Cara provincia
Mercoledì 16 Settembre 2009
Prima dell’arabo impariamo almeno l’italiano
La nostra lingua è sempre più bistrattata e vilipesa
Se a Torino un certo numero di maestre degli asili comunali (3,3%) va a lezione di cinese e di romeno, qualcosa non quadra; mi sembra invece naturale che debba essere chi viene qua a volere lezioni di italiano, meglio ancora se da maestre ferratissime anche in codesta sola lingua. Siamo o non siamo la culla dell’Umanesimo? Abbiamo o non abbiamo prodotto Dante, Petrarca, Boccaccio, Machiavelli, Bembo, Ariosto, Tasso, il Vocabolario della Crusca, e l’Enciclopedia Italiana (la Treccani), a cui il mondo intero si è abbeverato e si abbevera ancora? Se i cinesi e i romeni vengono qua, siano benvenuti, ma, conclusi i convenevoli dell’accoglienza, muovano le culatte: per imparare, con le maestre ad insegnare. Gent.ma Ministra Gelmini, la prego, tra le pieghe della normativa, promuova anche un po’ di dignità!
Gianfranco Mortoni
«Come va il tuo uzbeko?», «Non c’è malaccio, fatico ancora un po’ coi verbi. E tu col kazako?», «Faccio già conversazione al bar». Senza andare troppo lontano con la fantasia, la babele delle lingue che ogni giorno attraversiamo ci autorizza a pensare che tra qualche anno dovremo abbandonare l’inglese per darci al cinese o all’arabo stretto, con buona pace della nostra vituperata lingua, già ammazzata nel corso degli anni dall’inquinamento di vocaboli anglosassoni. Senza arrivare a promuovere un premio come “Italiano zerbino della lingua inglese”, consegnato ogni anno dall’associazione Radicale esperanto per la democrazia linguistica a chi si dà particolarmente da fare per affossare l’idioma di Dante, occorre indubbiamente riflettere sul complesso di inferiorità che ci pervade nei confronti dei vocabolari stranieri.

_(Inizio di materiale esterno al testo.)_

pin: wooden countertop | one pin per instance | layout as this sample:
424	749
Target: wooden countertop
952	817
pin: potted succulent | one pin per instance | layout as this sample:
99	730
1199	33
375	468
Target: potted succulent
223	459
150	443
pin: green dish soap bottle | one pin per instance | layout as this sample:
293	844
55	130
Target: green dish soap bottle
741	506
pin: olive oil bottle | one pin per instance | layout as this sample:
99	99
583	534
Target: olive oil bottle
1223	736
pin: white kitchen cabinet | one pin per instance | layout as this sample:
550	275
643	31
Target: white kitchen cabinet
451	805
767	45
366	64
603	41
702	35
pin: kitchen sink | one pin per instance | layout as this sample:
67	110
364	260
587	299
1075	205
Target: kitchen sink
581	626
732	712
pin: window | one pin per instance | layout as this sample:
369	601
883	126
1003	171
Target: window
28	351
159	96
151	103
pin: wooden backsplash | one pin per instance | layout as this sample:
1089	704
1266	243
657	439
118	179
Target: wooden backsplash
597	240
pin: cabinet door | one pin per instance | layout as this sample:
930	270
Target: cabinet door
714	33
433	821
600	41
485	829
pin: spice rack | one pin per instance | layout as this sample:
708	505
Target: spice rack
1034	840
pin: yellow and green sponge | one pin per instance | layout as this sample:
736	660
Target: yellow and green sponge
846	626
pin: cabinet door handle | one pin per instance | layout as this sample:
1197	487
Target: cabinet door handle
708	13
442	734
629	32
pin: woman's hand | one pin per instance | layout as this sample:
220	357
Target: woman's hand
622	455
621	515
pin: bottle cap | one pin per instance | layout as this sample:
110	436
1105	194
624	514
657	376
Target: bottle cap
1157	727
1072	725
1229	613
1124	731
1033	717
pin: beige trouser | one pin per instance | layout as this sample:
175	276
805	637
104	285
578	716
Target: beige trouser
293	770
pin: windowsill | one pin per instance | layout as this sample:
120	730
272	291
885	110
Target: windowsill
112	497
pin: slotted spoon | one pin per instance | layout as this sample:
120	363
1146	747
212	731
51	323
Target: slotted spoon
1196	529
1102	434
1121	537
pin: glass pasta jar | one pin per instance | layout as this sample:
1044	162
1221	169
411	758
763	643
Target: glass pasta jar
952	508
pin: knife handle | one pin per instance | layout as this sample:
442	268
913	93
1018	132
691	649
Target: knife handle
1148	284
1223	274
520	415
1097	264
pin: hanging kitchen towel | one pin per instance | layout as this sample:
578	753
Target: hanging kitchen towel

Parliamo e scriviamo un italiano sempre più povero, girando e rigirando gli stessi vocaboli o usandoli a sproposito perché mal tradotti dall’inglese, gli stessi insegnanti possiedono un lessico scarso e comunque miscelato a parole anglosassoni. Le maestre degli asili, quindi, farebbero bene a seguire corsi accelerati di italiano prima di imparare il cinese o il romeno, per insegnarlo poi, come giustamente sostiene lei, a chi arriva in Italia per integrarsi. Senza scomodare Wittgenstein, persuaso che la lingua si curasse da sé senza migliorarsi né peggiorarsi, cerchiamo invece di assisterla quotidianamente proteggendola dagli «ok», «ho realizzato», «buon week» «see you later» «occhial house» con uno scatto d’orgoglio, almeno in memoria e per rispetto verso i padri nobili che lei ha citato.